Kansas Bankruptcy Lawyer

Chapter 13 Bankruptcy – Notice of Allowed Claims


In your Chapter 13 case, part of the Trustee’s job is to pay creditors out of the payments you make to him. In order to get paid, creditors have to file applications with the court. Those applications are called “proofs of claim”. Once the creditors have filed their proofs of claim, the Trustee reviews them for correctness and to make sure they agree with our plan (the document we filed with the court identifying who we are paying and how much). He then will approve the claim or object to it as necessary. Once he is done with this process, he files the Motion to Allow Claims. This is the form he files with the court to get permission from the Judge to begin paying the creditors. He mails copies to both you and us. We review them for accuracy also. 

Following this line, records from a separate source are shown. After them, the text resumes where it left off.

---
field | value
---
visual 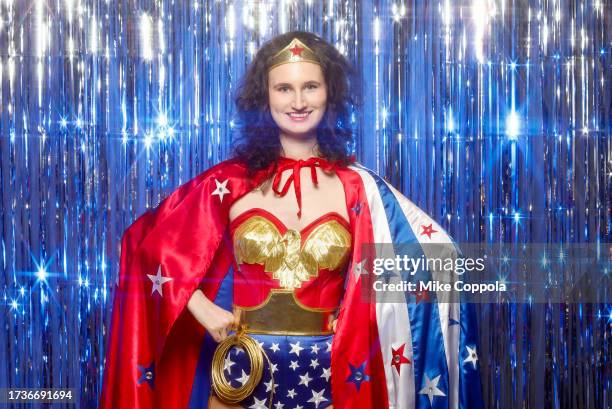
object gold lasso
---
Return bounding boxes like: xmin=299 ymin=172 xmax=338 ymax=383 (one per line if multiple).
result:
xmin=211 ymin=326 xmax=274 ymax=405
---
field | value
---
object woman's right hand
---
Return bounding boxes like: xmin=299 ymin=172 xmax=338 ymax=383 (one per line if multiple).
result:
xmin=187 ymin=289 xmax=234 ymax=342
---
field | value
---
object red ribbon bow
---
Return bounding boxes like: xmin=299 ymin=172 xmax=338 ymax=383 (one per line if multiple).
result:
xmin=272 ymin=157 xmax=336 ymax=217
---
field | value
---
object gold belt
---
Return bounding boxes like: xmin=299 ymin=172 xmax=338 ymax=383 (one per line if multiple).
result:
xmin=234 ymin=289 xmax=336 ymax=335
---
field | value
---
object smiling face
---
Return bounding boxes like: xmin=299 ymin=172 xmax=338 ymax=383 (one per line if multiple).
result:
xmin=268 ymin=61 xmax=327 ymax=139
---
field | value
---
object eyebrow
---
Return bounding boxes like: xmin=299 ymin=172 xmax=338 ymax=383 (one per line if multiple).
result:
xmin=274 ymin=80 xmax=321 ymax=87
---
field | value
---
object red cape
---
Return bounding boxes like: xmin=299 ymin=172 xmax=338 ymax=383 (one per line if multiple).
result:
xmin=100 ymin=160 xmax=386 ymax=409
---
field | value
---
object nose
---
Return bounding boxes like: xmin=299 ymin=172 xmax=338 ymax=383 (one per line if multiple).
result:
xmin=292 ymin=91 xmax=306 ymax=111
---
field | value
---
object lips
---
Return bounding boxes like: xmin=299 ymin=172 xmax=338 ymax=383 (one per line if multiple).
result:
xmin=287 ymin=111 xmax=312 ymax=122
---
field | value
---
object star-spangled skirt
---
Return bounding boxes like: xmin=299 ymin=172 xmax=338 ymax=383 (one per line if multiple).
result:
xmin=219 ymin=334 xmax=333 ymax=409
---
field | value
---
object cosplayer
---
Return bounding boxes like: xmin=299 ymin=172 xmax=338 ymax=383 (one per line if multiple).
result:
xmin=101 ymin=32 xmax=482 ymax=409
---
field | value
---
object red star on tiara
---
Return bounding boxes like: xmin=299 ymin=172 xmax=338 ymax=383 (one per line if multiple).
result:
xmin=289 ymin=44 xmax=304 ymax=57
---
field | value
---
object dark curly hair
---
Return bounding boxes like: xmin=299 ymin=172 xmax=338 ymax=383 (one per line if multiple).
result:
xmin=234 ymin=31 xmax=360 ymax=172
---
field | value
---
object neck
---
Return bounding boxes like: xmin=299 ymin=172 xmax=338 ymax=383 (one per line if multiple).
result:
xmin=279 ymin=132 xmax=317 ymax=160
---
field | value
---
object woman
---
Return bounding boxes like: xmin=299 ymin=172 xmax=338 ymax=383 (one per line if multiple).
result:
xmin=102 ymin=32 xmax=481 ymax=409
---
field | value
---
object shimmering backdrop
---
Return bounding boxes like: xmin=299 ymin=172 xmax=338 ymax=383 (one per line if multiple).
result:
xmin=0 ymin=0 xmax=612 ymax=408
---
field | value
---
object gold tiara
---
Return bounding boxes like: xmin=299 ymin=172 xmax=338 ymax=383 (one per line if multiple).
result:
xmin=268 ymin=38 xmax=321 ymax=71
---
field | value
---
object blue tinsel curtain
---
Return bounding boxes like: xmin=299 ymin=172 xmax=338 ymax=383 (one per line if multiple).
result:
xmin=0 ymin=0 xmax=612 ymax=408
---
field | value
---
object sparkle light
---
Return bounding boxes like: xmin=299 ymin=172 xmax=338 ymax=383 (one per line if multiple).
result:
xmin=506 ymin=111 xmax=521 ymax=139
xmin=0 ymin=0 xmax=612 ymax=408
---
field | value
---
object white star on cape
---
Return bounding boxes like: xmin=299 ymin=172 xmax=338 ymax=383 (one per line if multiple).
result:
xmin=353 ymin=258 xmax=368 ymax=279
xmin=321 ymin=368 xmax=331 ymax=382
xmin=419 ymin=375 xmax=446 ymax=406
xmin=289 ymin=341 xmax=304 ymax=356
xmin=212 ymin=178 xmax=230 ymax=202
xmin=308 ymin=389 xmax=328 ymax=408
xmin=236 ymin=369 xmax=249 ymax=385
xmin=463 ymin=345 xmax=478 ymax=369
xmin=249 ymin=396 xmax=268 ymax=409
xmin=299 ymin=372 xmax=312 ymax=388
xmin=147 ymin=264 xmax=172 ymax=297
xmin=264 ymin=379 xmax=278 ymax=392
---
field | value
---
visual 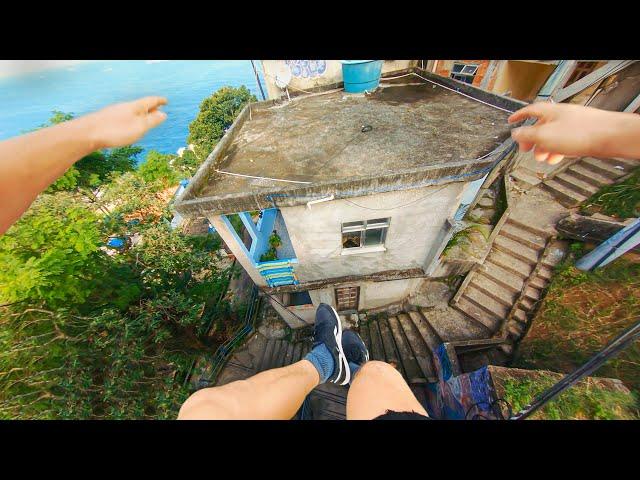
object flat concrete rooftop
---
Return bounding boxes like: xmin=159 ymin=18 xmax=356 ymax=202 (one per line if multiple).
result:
xmin=176 ymin=70 xmax=517 ymax=213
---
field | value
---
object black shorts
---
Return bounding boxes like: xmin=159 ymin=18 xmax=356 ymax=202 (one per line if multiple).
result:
xmin=374 ymin=410 xmax=431 ymax=420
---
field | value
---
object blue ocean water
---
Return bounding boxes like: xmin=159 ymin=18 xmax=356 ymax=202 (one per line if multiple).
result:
xmin=0 ymin=60 xmax=266 ymax=161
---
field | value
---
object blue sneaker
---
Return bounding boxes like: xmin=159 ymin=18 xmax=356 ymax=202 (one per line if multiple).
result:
xmin=342 ymin=330 xmax=369 ymax=373
xmin=313 ymin=303 xmax=351 ymax=385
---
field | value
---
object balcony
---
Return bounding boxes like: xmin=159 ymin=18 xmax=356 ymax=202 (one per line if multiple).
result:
xmin=223 ymin=208 xmax=299 ymax=287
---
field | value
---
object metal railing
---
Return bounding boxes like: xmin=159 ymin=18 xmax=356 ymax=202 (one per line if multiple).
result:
xmin=198 ymin=285 xmax=261 ymax=388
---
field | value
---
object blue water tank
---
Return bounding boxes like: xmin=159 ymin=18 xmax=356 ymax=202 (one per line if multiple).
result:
xmin=341 ymin=60 xmax=382 ymax=93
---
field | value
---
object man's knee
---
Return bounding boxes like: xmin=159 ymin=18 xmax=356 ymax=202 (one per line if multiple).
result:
xmin=356 ymin=360 xmax=402 ymax=379
xmin=178 ymin=382 xmax=242 ymax=420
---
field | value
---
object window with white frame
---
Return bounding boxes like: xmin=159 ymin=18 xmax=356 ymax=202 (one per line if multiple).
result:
xmin=449 ymin=63 xmax=479 ymax=83
xmin=342 ymin=218 xmax=390 ymax=249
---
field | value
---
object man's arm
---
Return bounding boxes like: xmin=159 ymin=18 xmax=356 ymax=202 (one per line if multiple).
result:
xmin=0 ymin=97 xmax=167 ymax=235
xmin=509 ymin=102 xmax=640 ymax=165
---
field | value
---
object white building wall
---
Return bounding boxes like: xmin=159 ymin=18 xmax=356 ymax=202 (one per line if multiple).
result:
xmin=280 ymin=182 xmax=466 ymax=284
xmin=262 ymin=60 xmax=417 ymax=99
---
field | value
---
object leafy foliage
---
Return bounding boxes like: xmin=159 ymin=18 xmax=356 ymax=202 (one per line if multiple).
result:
xmin=581 ymin=168 xmax=640 ymax=218
xmin=138 ymin=150 xmax=179 ymax=188
xmin=42 ymin=111 xmax=143 ymax=193
xmin=187 ymin=85 xmax=257 ymax=160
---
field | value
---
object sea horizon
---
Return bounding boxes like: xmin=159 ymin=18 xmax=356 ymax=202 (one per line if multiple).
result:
xmin=0 ymin=60 xmax=265 ymax=160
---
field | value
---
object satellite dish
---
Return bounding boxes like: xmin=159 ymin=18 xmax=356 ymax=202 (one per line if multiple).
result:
xmin=275 ymin=63 xmax=291 ymax=90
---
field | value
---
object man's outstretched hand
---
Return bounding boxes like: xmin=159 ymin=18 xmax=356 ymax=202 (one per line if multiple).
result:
xmin=508 ymin=102 xmax=640 ymax=165
xmin=82 ymin=97 xmax=167 ymax=150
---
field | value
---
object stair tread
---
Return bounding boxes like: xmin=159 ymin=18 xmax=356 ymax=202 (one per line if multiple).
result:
xmin=493 ymin=234 xmax=539 ymax=264
xmin=456 ymin=295 xmax=501 ymax=332
xmin=463 ymin=284 xmax=509 ymax=319
xmin=421 ymin=308 xmax=491 ymax=344
xmin=505 ymin=216 xmax=550 ymax=241
xmin=500 ymin=221 xmax=549 ymax=249
xmin=377 ymin=318 xmax=400 ymax=369
xmin=544 ymin=178 xmax=588 ymax=203
xmin=580 ymin=157 xmax=627 ymax=179
xmin=566 ymin=162 xmax=613 ymax=187
xmin=258 ymin=338 xmax=275 ymax=372
xmin=483 ymin=258 xmax=524 ymax=293
xmin=358 ymin=325 xmax=371 ymax=352
xmin=554 ymin=170 xmax=599 ymax=197
xmin=387 ymin=316 xmax=425 ymax=382
xmin=487 ymin=248 xmax=534 ymax=278
xmin=469 ymin=272 xmax=516 ymax=307
xmin=368 ymin=320 xmax=386 ymax=362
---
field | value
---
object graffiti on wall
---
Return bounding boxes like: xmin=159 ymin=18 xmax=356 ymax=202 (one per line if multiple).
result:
xmin=285 ymin=60 xmax=327 ymax=78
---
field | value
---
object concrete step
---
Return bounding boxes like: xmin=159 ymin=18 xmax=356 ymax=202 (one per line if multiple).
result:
xmin=487 ymin=248 xmax=535 ymax=278
xmin=506 ymin=216 xmax=550 ymax=242
xmin=553 ymin=171 xmax=600 ymax=198
xmin=284 ymin=342 xmax=295 ymax=365
xmin=598 ymin=158 xmax=640 ymax=173
xmin=478 ymin=259 xmax=524 ymax=293
xmin=518 ymin=297 xmax=536 ymax=312
xmin=377 ymin=318 xmax=406 ymax=370
xmin=542 ymin=179 xmax=588 ymax=208
xmin=507 ymin=322 xmax=526 ymax=341
xmin=566 ymin=162 xmax=613 ymax=188
xmin=291 ymin=342 xmax=302 ymax=363
xmin=580 ymin=157 xmax=627 ymax=180
xmin=529 ymin=275 xmax=548 ymax=290
xmin=398 ymin=312 xmax=437 ymax=382
xmin=493 ymin=232 xmax=540 ymax=265
xmin=368 ymin=320 xmax=386 ymax=362
xmin=513 ymin=308 xmax=529 ymax=324
xmin=387 ymin=316 xmax=426 ymax=383
xmin=456 ymin=293 xmax=502 ymax=333
xmin=408 ymin=309 xmax=442 ymax=352
xmin=358 ymin=324 xmax=371 ymax=357
xmin=536 ymin=265 xmax=553 ymax=282
xmin=420 ymin=308 xmax=492 ymax=342
xmin=269 ymin=340 xmax=287 ymax=369
xmin=258 ymin=338 xmax=276 ymax=372
xmin=464 ymin=283 xmax=511 ymax=319
xmin=510 ymin=167 xmax=540 ymax=188
xmin=469 ymin=272 xmax=517 ymax=307
xmin=500 ymin=222 xmax=546 ymax=250
xmin=524 ymin=286 xmax=542 ymax=302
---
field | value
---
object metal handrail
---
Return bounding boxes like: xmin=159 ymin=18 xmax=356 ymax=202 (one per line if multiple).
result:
xmin=198 ymin=285 xmax=260 ymax=388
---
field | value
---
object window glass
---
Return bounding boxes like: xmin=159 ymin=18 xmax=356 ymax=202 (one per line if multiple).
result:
xmin=342 ymin=231 xmax=362 ymax=248
xmin=462 ymin=65 xmax=478 ymax=75
xmin=364 ymin=228 xmax=386 ymax=247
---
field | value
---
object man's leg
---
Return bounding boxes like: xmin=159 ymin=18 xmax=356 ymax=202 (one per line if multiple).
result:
xmin=178 ymin=360 xmax=320 ymax=420
xmin=347 ymin=361 xmax=428 ymax=420
xmin=178 ymin=303 xmax=350 ymax=420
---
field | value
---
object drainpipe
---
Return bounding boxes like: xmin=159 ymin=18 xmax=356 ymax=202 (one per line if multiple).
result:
xmin=576 ymin=218 xmax=640 ymax=271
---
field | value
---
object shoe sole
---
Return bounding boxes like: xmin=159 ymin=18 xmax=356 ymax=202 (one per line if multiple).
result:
xmin=331 ymin=307 xmax=351 ymax=385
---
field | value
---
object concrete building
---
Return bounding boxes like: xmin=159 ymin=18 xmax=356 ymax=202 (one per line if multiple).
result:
xmin=176 ymin=67 xmax=523 ymax=327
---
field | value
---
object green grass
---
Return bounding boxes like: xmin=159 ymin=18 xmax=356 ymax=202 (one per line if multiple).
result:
xmin=581 ymin=168 xmax=640 ymax=218
xmin=502 ymin=372 xmax=638 ymax=420
xmin=513 ymin=253 xmax=640 ymax=406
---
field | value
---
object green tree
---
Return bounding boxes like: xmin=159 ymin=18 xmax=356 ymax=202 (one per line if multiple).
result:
xmin=187 ymin=85 xmax=257 ymax=161
xmin=0 ymin=193 xmax=101 ymax=307
xmin=42 ymin=111 xmax=143 ymax=192
xmin=138 ymin=150 xmax=179 ymax=188
xmin=0 ymin=172 xmax=234 ymax=419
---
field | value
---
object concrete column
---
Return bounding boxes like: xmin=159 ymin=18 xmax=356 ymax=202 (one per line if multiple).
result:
xmin=209 ymin=215 xmax=267 ymax=287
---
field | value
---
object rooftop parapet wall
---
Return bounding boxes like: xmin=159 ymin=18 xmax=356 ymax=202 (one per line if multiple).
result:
xmin=176 ymin=69 xmax=523 ymax=216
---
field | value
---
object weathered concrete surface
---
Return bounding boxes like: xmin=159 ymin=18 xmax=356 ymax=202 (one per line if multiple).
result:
xmin=202 ymin=85 xmax=509 ymax=196
xmin=280 ymin=182 xmax=465 ymax=283
xmin=176 ymin=72 xmax=519 ymax=216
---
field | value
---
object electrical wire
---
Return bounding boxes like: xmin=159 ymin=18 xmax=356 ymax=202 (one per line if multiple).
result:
xmin=342 ymin=185 xmax=448 ymax=212
xmin=380 ymin=72 xmax=515 ymax=113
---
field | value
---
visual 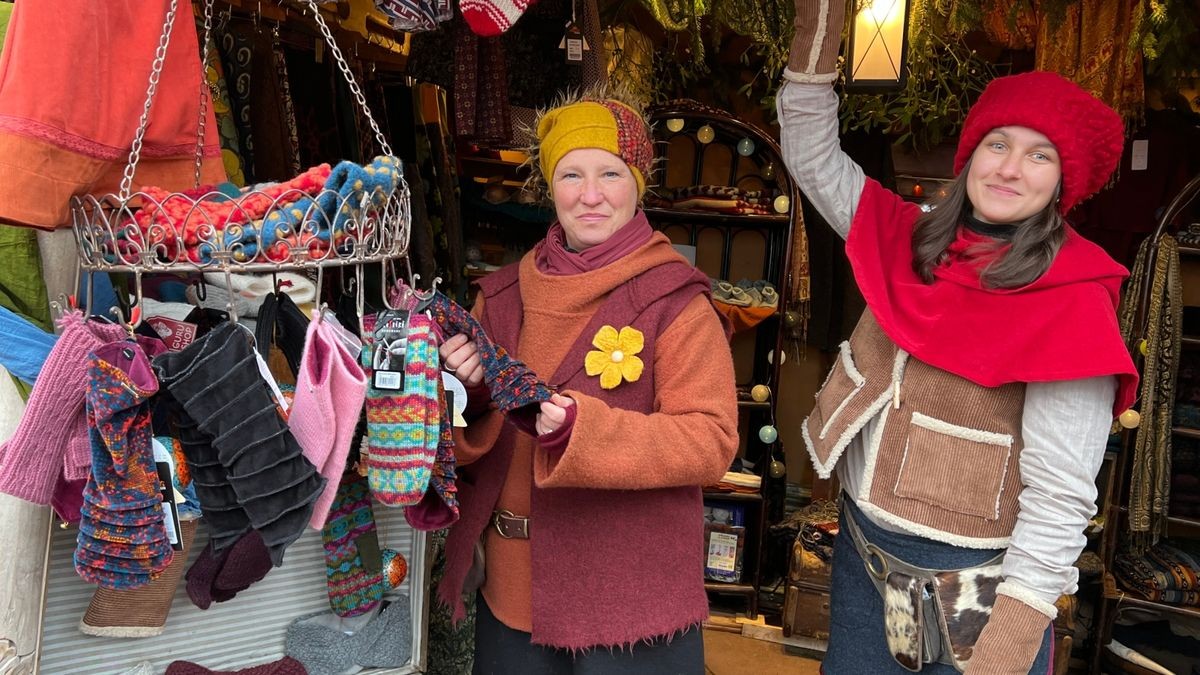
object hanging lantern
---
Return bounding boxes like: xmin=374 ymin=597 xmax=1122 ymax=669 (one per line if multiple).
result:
xmin=846 ymin=0 xmax=908 ymax=92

They are confusing, because they include creditors whom we will not be paying as well as those we will be paying. Sometimes, creditors who are not going to get paid will file a claim anyway, just in case extra money turns up (for example, if you win the lottery, they would get paid). If they file a claim, they are listed in the Motion to Allow Claims. This does not mean they will get paid. The easiest way to tell is to look at the column titled “percent forgiven”. If you see 100% next to that creditor, it means that 100% of the debt will be discharged – in other words, 0% will be paid. Sometimes, you will see two claims for one creditor. This is called a “split claim”. It usually happens when you are paying for a car that is worth less than you owe. For example, if you owe $10,000, and the car is worth $7,000, then $7,000 of the claim is “secured” and will be paid. $3,000 of the claim is “unsecured” and will not be paid. To show this, the Trustee would show 2 claims, a $7,0000 secured claim and a $3,000 unsecured claim.